3. The method for identifying the origin of Huangshan Maofeng tea according to claim 1, characterized in that, After preprocessing the near-infrared spectral data of the samples, characteristic spectral bands of the samples were selected, specifically including: The near-infrared spectral data of the sample were preprocessed using the optimal preprocessing method; Feature selection algorithms are used to extract characteristic spectral bands from the near-infrared spectral data of the samples after optimal preprocessing.

4. The method for identifying the origin of Huangshan Maofeng tea according to claim 3, characterized in that, The optimal preprocessing method is standard normal variable transformation; the feature selection algorithm is one or a combination of competitive adaptive reweighted sampling algorithm and random forest algorithm.

5. The method for identifying the origin of Huangshan Maofeng tea according to claim 1, characterized in that, The data fusion of the full-spectrum metabolomics data of the sample with the characteristic spectral bands of the sample specifically includes: The full spectrum of metabolomics data of the samples was normalized with the characteristic spectral bands of the samples. The normalized full-spectrum metabolomics data of the samples and the normalized characteristic spectral bands of the samples are spliced ​​or weighted and fused.

6. The method for identifying the origin of Huangshan Maofeng tea according to claim 1, characterized in that, Also includes: Core differentially expressed metabolites of the samples were screened from the full spectrum of metabolomics data of the samples; Correlation analysis was performed on the core differential metabolites of the sample and the characteristic spectral bands of the sample.

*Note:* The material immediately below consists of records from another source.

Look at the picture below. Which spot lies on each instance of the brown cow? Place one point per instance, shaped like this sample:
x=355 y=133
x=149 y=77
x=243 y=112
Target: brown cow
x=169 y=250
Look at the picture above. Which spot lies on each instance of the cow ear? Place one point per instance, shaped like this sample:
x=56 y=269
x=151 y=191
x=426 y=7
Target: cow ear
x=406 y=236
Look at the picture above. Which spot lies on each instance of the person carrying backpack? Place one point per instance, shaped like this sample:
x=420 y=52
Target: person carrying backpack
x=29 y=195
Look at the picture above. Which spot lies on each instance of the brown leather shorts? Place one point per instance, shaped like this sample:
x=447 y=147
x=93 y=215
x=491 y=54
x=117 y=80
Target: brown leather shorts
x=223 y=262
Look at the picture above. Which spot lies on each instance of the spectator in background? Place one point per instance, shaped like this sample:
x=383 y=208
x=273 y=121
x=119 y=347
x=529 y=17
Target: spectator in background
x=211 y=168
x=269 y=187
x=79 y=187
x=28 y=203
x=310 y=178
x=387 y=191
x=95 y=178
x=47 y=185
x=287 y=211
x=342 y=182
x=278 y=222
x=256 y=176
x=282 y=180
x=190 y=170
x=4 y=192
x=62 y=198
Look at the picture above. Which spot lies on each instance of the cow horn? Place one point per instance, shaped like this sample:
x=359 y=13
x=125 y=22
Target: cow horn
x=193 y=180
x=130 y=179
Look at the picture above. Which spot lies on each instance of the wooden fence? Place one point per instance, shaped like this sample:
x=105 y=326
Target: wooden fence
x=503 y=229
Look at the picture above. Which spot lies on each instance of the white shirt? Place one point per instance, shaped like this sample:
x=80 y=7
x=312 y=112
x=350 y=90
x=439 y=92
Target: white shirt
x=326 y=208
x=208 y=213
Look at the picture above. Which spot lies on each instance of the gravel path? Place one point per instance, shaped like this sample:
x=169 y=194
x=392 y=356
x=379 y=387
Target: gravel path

7. A system for identifying the origin of Huangshan Maofeng tea, characterized in that, include: The sample preparation module is used to collect Huangshan Maofeng tea samples from known origins and prepare extract samples and tablet samples respectively. The sample metabolomics full-spectrum data acquisition module is used to perform metabolomics detection on the extract sample to obtain sample metabolomics full-spectrum data; The sample characteristic spectral band screening module is used to collect the near-infrared spectral data of the tablet sample, and screen out the sample characteristic spectral bands after preprocessing the near-infrared spectral data. The data fusion module is used to fuse the full spectrum data of the sample metabolomics with the characteristic spectral bands of the sample to obtain fused data; The model building module is used to build an origin discrimination model based on the fused data; The test information acquisition module is used to acquire the full spectrum data of the metabolomics of the tea sample to be tested and the characteristic spectral bands to be tested. The Zen-based discrimination module is used to input the full spectrum data of the metabolomics to be tested and the spectral bands of the characteristic to be tested into the origin discrimination model to determine whether the origin of the tea sample to be tested is Huangshan Maofeng production area.

8. A computer device, comprising: A memory, a processor, and a computer program stored in the memory and executable on the processor, characterized in that the processor executes the computer program to implement the method for identifying the origin of Huangshan Maofeng tea as described in any one of claims 1-6.

9. A computer-readable storage medium having a computer program stored thereon, characterized in that, When executed by a processor, the computer program implements the method for identifying the origin of Huangshan Maofeng tea as described in any one of claims 1-6.

10. A computer program product, comprising a computer program, characterized in that, When executed by a processor, the computer program implements the method for identifying the origin of Huangshan Maofeng tea as described in any one of claims 1-6.